Forum's attachment system being broken again, I can't look at the schematic as it returns a different image when downloaded/enlarged.
Building a 3.3V switcher in non-synchronous buck topology is going to have limited efficiency, because the diode is an (approximated) constant voltage drop. For example, 0.4V is pretty big % of 3.3V. Not so much of 12V, for example. So the diode is usually the most lossy component of the whole switcher. If you want to do better, use a
synchronous buck switcher IC. If you use one with integrated MOSFETs (just like yours, but two instead of one), then you have one external part (the diode) less, so eases your work, too.
Otherwise than that, 40degC surface temperature is not bad at all. Such tiny board, especially if just 2 layers, does not provide much heatsinking. Even a little bit of wasted power makes the temperature increase. Note that temperature rise itself makes the thing capable of dissipating more power; at very least linearly, but usually somewhat more as the natural convection starts to work (air begins to move as heated air rises and gets replaced by cool air).
If you want to measure efficiency, add enough capacitance to input and output to get rid of AC measuring artifacts (you probably have enough already, though), then measure input current, input voltage, output current and output voltage.
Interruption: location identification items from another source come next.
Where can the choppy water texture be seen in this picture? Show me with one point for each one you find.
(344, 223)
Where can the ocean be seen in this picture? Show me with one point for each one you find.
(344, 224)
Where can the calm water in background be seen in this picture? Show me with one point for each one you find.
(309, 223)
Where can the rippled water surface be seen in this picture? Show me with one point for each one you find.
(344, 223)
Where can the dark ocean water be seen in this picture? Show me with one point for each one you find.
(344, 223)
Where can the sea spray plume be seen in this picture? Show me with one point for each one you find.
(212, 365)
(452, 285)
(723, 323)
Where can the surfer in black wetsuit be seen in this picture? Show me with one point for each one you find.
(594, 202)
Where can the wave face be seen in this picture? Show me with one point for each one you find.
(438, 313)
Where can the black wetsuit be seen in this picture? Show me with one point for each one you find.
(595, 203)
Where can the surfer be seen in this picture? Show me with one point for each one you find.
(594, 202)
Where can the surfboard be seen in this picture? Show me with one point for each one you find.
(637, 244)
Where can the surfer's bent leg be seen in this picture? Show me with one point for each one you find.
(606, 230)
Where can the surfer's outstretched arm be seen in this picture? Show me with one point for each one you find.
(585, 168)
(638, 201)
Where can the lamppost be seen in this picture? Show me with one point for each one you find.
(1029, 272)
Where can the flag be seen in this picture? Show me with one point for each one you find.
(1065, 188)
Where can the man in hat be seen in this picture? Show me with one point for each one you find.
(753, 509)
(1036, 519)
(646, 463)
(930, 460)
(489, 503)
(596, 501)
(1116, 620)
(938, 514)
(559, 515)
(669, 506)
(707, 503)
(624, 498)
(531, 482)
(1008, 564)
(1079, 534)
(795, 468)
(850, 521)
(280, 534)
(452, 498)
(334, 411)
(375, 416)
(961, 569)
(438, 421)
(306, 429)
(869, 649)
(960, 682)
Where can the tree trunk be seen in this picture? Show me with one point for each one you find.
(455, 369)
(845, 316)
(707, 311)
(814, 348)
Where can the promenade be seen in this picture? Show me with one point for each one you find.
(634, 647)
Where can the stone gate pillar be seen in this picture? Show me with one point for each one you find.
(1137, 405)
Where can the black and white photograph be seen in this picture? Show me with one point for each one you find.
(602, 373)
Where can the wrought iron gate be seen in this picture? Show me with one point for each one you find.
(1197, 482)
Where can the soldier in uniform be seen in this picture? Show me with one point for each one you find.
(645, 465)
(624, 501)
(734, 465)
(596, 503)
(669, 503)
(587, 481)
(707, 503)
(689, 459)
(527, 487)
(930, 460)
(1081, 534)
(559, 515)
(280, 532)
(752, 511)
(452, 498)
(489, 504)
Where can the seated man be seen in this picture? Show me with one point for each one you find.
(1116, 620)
You would need 4 multimeters to do all of that simultaneously, but if you trust your voltages are stable, that reduces to two, and if your load is constant, you can do two different measurements with one multimeter. Then you can calculate efficiency Pout/Pin and compare to what Webench said. Probably something around 75-80% efficiency is to be expected; 15% of the input power goes to diode loss, 5-10% to other losses, and 75-80% to the actual load.
Those SMD type electrolytics on the output of the bridge rectifier may not be a good choice.
They are fine and you need a lot of capacitance when you rectify 50/60Hz. But you may want to
add larger MLCCs there in parallel because low-ESR, low-ESL input cap is critical for a buck converter. Try to supply the thing with DC instead of AC to remove any heating of the electrolytic capacitors caused by the 100/120Hz ripple. Then if they heat up, that is all due to buck converter input current, and it would be a good sign to increase the MLCC input capacitor size.